As a retired registered nurse, Elizabeth Rawls understands the importance of good health. As an African American woman, she has seen the statistics on how many black women are dying from breast cancer.
“About 40 percent are more likely to die from cancer than their white counterparts,” she said.
That's why in order to raise awareness about breast cancer, Rawls knows where to focus her attention. “The mother is important entity to the family,” she said.
Since 2008, various area churches begin their Mother's Day services with a Pin-a-Sister ceremony. Speakers and survivors encourage all women to get mammograms and preform monthly self-exams. And if their message doesn't reach the mother, they hope to reach a family member. “Because most will attend church on Mother's Day,” Rawls said.
During the ceremony, guest speakers will address the congregation for approximately 10 minutes. The families and the congregation pledge to visit a doctor and read the literature. Along with each packet is a small pink ribbon pin. “I ask them to pin each other,”Rawls said. “After they have the mammogram, they return their pin.”
Rawls uses this method as a source of accountability. “It encourages them to return something they were given,” she said.
The event also helps with support. “We want to let people know there is help,” Rawls said. “It is important to take care of your health.”
According to medical oncologist and founder of Cancer Care Specialists of Central Illinois, S.C., Dr. James L. Wade III, area physicians work together to make sure patients have no excuses. “In Central Illinois, there has been great effort through the physician community to see all patients.”
Black women have a slightly lower rate of breast cancer than Caucasian women. “But the chance of dying of breast cancer is higher,” Wade said. “It's not well understood.”
Wade said the most likely reason is that black women may not have access to screening where earlier diagnosis can be made. Physicians know the treatment is more effective if the cancer is found early. If the patient has a later diagnosis, the outcome is worse. He said cost should not be factor.
“The access to care is there, if you go through the door,” Wade said. “But people are afraid to go through the door.”
Fear is a major factor in the rise of cancer deaths. Whether it is fear of the illness or fear of the medical intervention, many are reluctant to visit a doctor.
Biology may also be a factor in the high death rate of black women. African American women are more prone to a particular aggressive form of breast cancer called triple negative breast cancer. This type of cancer behaves more aggressively and is less sensitive to standard treatments.

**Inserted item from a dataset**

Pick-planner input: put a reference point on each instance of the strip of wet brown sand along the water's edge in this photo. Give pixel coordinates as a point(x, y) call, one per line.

Wade reiterates the importance of early detection. “The early the diagnosis makes a difference,” he said.
Rawls understands this is an obstacle for her friends and family. “They put it off,” she said. “By the time you are diagnosed, you could be in second or third stage.”
If a patient feels a lump in between their regular mammograms, she should get it checked out.
“In Macon County, we have great resources that will help anyone,” Wade said.